Barito Putera mengakhiri kompetisi Go-Jek Traveloka Liga 1 di posisi ketujuh. Menengok ke belakang, ini bukan posisi terbaik Laskar Antasari sejak pertama kali naik ke kasta tertinggi sepak bola Indonesia pada tahun 2013. Pada musim debut di kompetisi yang waktu itu bernama Liga Super Indonesia, Laskar Antasari menduduki posisi ke-6 dari 18 peserta.
Namun, capaian ini juga sesuatu yang patut disyukuri mengingat pada kompetisi terakhir sebelum Liga 1 berlangsung, yaitu Torabika Soccer Championship 2016, Barito Putera menduduki posisi 16 dari 18 peserta. Menduduki klasemen di posisi 3 terbawah, tim Seribu Sungai terhindar dari degradasi sebab TSC 2016 bukan kompetisi resmi dari PSSI.
Performa tim
Menjalani 34 pertandingan, secara umum Barito Putera tampil lebih baik pada putaran kedua, dibanding putaran pertama.
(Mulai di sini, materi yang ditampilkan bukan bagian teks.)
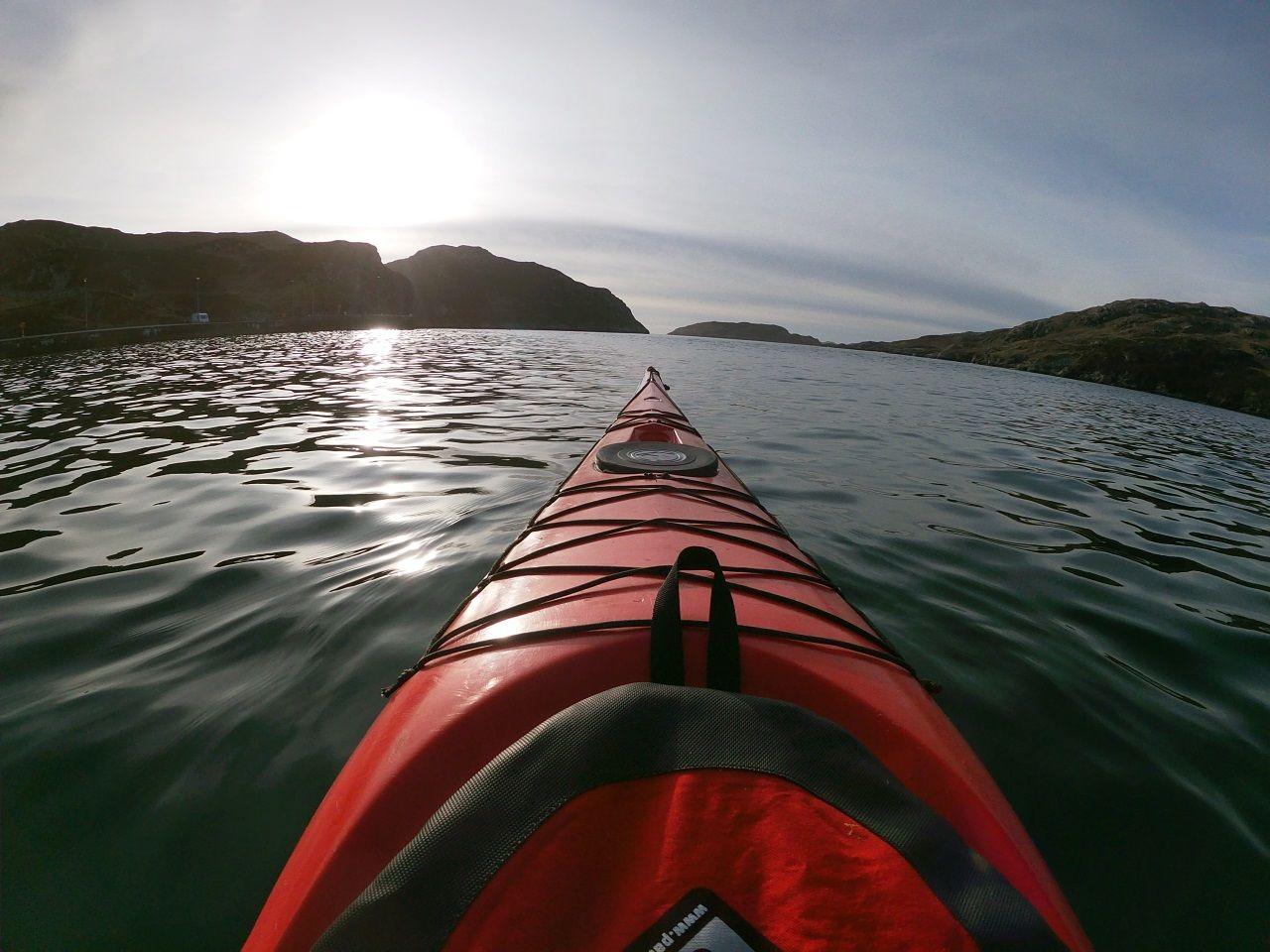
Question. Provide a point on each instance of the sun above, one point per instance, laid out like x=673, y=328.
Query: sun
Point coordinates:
x=375, y=162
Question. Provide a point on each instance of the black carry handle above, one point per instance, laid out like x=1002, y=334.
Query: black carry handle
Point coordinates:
x=666, y=647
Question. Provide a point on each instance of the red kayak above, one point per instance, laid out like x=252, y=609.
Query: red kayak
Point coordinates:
x=657, y=725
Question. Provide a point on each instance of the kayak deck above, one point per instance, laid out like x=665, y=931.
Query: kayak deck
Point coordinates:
x=564, y=615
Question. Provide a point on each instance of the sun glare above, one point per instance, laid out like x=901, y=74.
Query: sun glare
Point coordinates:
x=373, y=163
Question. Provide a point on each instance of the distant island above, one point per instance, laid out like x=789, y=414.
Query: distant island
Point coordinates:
x=744, y=330
x=59, y=277
x=1215, y=356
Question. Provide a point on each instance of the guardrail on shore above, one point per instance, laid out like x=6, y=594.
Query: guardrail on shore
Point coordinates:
x=143, y=333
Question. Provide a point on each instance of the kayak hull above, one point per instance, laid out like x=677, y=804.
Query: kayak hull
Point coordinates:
x=511, y=667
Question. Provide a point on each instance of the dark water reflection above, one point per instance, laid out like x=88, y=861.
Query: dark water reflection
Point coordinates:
x=212, y=553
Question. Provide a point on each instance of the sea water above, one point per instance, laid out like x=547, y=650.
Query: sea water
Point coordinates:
x=213, y=553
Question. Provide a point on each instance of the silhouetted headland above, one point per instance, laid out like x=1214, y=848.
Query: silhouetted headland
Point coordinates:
x=744, y=330
x=107, y=286
x=468, y=287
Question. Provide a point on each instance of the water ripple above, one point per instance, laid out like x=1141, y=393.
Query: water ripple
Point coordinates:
x=214, y=552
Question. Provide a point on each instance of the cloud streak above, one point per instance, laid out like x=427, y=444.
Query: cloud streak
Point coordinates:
x=849, y=169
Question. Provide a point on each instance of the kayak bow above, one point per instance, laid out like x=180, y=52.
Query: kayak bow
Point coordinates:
x=654, y=722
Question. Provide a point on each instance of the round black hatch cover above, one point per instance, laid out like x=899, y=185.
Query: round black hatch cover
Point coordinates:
x=657, y=457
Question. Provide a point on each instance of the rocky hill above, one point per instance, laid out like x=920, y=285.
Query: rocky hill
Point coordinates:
x=56, y=277
x=1193, y=350
x=64, y=277
x=470, y=287
x=744, y=330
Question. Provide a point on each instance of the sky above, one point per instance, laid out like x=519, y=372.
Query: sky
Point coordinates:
x=853, y=171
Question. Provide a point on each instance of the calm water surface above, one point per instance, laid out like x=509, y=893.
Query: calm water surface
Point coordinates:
x=213, y=553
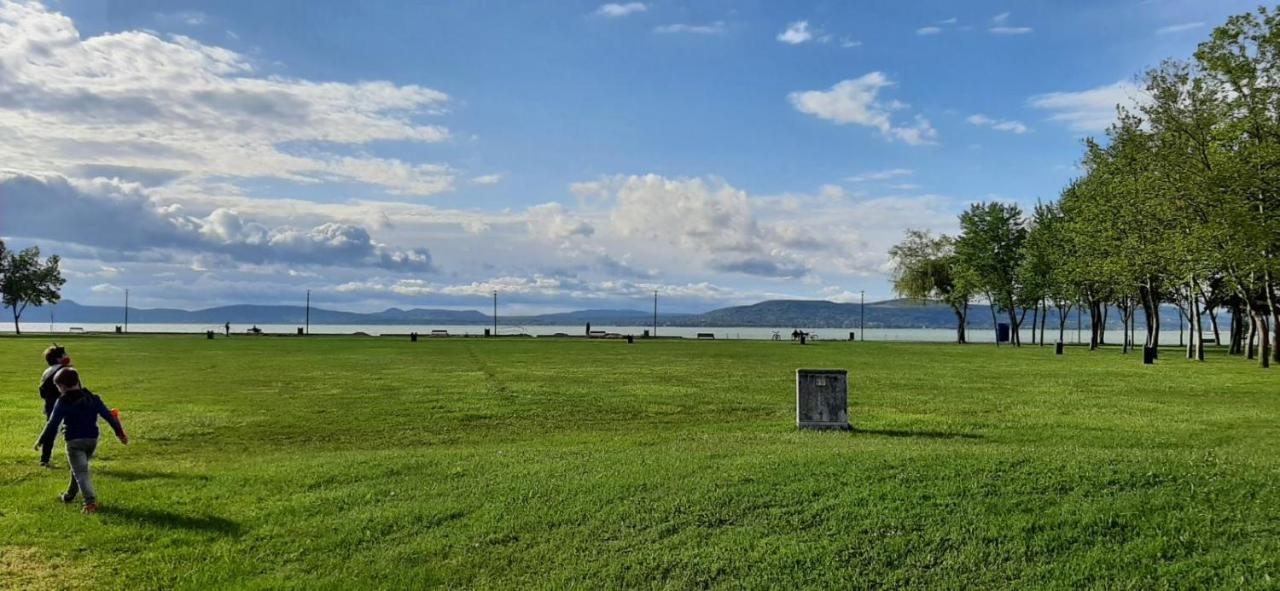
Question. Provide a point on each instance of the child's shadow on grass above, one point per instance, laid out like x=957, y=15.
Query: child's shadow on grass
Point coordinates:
x=174, y=521
x=132, y=476
x=901, y=433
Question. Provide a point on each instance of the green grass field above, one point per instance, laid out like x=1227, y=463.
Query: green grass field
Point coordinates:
x=350, y=463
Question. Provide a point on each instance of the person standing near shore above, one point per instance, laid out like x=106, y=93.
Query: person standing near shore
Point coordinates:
x=80, y=409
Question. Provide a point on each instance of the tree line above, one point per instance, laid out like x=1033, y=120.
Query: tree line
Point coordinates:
x=1178, y=204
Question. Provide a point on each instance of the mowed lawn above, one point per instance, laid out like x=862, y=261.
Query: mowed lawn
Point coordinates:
x=376, y=462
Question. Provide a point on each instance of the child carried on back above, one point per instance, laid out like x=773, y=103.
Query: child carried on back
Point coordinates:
x=56, y=358
x=80, y=409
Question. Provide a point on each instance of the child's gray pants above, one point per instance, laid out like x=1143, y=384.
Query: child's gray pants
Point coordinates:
x=78, y=453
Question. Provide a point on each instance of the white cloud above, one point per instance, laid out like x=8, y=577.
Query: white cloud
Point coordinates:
x=717, y=27
x=552, y=221
x=1091, y=110
x=617, y=10
x=854, y=101
x=136, y=100
x=488, y=178
x=1001, y=27
x=1000, y=126
x=880, y=175
x=796, y=33
x=122, y=218
x=1179, y=28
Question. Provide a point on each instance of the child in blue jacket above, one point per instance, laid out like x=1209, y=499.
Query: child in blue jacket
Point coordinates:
x=80, y=409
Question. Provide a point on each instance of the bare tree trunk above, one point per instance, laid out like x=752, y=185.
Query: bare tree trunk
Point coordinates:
x=1015, y=325
x=1102, y=324
x=1034, y=320
x=1264, y=340
x=1251, y=340
x=960, y=321
x=995, y=324
x=1197, y=329
x=1043, y=317
x=1212, y=321
x=1063, y=312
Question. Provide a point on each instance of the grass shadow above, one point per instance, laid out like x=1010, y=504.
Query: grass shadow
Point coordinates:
x=133, y=476
x=174, y=521
x=903, y=433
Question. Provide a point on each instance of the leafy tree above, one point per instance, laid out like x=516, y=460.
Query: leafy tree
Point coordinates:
x=990, y=251
x=26, y=280
x=924, y=267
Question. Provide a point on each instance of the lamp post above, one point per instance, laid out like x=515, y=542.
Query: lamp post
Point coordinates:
x=656, y=314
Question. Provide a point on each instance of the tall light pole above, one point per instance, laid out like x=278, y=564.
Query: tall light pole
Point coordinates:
x=656, y=314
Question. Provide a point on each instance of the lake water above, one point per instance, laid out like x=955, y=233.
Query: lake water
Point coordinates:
x=754, y=333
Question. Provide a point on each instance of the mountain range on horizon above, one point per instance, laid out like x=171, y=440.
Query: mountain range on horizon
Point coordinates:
x=782, y=314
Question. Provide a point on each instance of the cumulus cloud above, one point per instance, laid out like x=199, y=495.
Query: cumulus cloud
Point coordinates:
x=1000, y=26
x=488, y=178
x=796, y=33
x=618, y=10
x=703, y=220
x=887, y=174
x=1179, y=28
x=136, y=100
x=122, y=218
x=1089, y=110
x=855, y=101
x=676, y=28
x=552, y=221
x=997, y=124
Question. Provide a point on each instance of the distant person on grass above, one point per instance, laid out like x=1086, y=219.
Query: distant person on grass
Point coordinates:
x=80, y=409
x=56, y=360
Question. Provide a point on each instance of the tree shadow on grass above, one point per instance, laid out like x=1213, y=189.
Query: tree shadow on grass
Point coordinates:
x=173, y=521
x=903, y=433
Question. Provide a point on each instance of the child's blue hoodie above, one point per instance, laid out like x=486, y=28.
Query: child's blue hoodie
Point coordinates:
x=80, y=411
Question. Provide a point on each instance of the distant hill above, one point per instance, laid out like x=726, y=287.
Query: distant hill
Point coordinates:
x=781, y=314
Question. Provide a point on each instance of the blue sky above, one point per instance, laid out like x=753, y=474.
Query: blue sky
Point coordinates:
x=566, y=154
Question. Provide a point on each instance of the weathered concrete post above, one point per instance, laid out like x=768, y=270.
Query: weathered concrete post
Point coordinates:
x=822, y=399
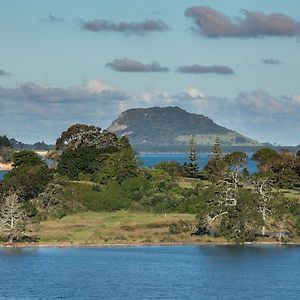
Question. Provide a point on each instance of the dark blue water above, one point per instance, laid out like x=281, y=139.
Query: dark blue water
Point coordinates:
x=177, y=272
x=152, y=159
Dari masing-masing 17 pertandingan, pada putaran pertama Barito hanya mengemas 24 poin, sementara pada putaran kedua mampu mengemas 29 poin.
Dalam hal performa di lapangan, Barito Putera sangat stabil, bahkan jika dibandingkan dengan tahun 2013 di mana Barito mencatatkan posisi terbaiknya. Performa yang stabil di sini maksudnya adalah performa fisik dan konsentrasi bermain selama 90 menit. Sebagai penulis, saya memang tak punya data kuantitatif semisal VO2max pemain untuk menilai ini, tapi kita bisa mengukur dengan variabel yang lain, yaitu bagaimana sebaran gol selama 90 menit permainan.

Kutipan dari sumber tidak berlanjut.